North Korea's state health care system has been deteriorating for years amid the country's economic difficulties. Many of its 24 million people reportedly face health problems related to chronic malnutrition, such as tuberculosis and anemia, Amnesty International said in a report on the state of the health care system.
A 24-year-old defector from northeastern Hamkyong province told Amnesty that a doctor amputated his left leg from the calf down without anesthesia after his ankle was crushed by a moving train when he fell from one of the cars.
"Five medical assistants held my arms and legs down to keep me from moving. I was in so much pain that I screamed and eventually fainted from pain," said the man, identified only by his family name, Hwang. "I woke up one week later in a hospital bed."
The report was based on interviews with more than 40 North Koreans who have defected, mostly to South Korea, as well as organizations and health care professionals who work with North Koreans.

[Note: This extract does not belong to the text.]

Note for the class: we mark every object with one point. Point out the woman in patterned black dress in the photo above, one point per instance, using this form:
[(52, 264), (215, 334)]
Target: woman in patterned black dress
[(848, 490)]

Amnesty researchers did not have access to North Korea, one of the world's most closed countries.
There was no immediate reaction from North Korea, which is sensitive to outside criticism and usually responds through its state-controlled media, though sometimes days or even weeks later.
The World Health Organization's director noted malnutrition was a problem in North Korea when she visited in April, the first such trip to the country since 2001.
But Margaret Chan, who refused to be accompanied by foreign reporters on her visit, also praised the isolated regime for providing universal health coverage and said programs like one for child immunizations and its response to a malaria resurgence make it the "envy" of many other developing countries.
In its Thursday report, Amnesty raised questions about whether coverage really is universal, noting most interviewees said they or a family member had given doctors cigarettes, alcohol or money to receive medical care.
Doctors often work without pay, have little or no medicine to dispense and reuse scant medical supplies, the report said. "People in North Korea don't bother going to the hospital if they don't have money because everyone knows that you have to pay for service and treatment," a 20-year-old North Korean defector named Rhee was quoted as saying. "If you don't have money, you die."
Many interviewees said they had to walk as long as two hours to get to a hospital for surgery, said Norma Kang Muico, an Amnesty researcher and author of the report.
North Koreans are numbed to what was wrong with the health system, because "things keep progressively getting worse, or even staying the same but at that low level," she told reporters in Seoul on Thursday.
Amnesty blamed failed or counterproductive government policies and said North Korea should cooperate with aid donors to ensure transparency in the distribution of food assistance and guarantee that medical personnel are paid adequately.
The group also recommended that countries such as South Korea, the U.S., China, Japan and Russia ensure that humanitarian assistance in North Korea is based on need and is not subject to political conditions.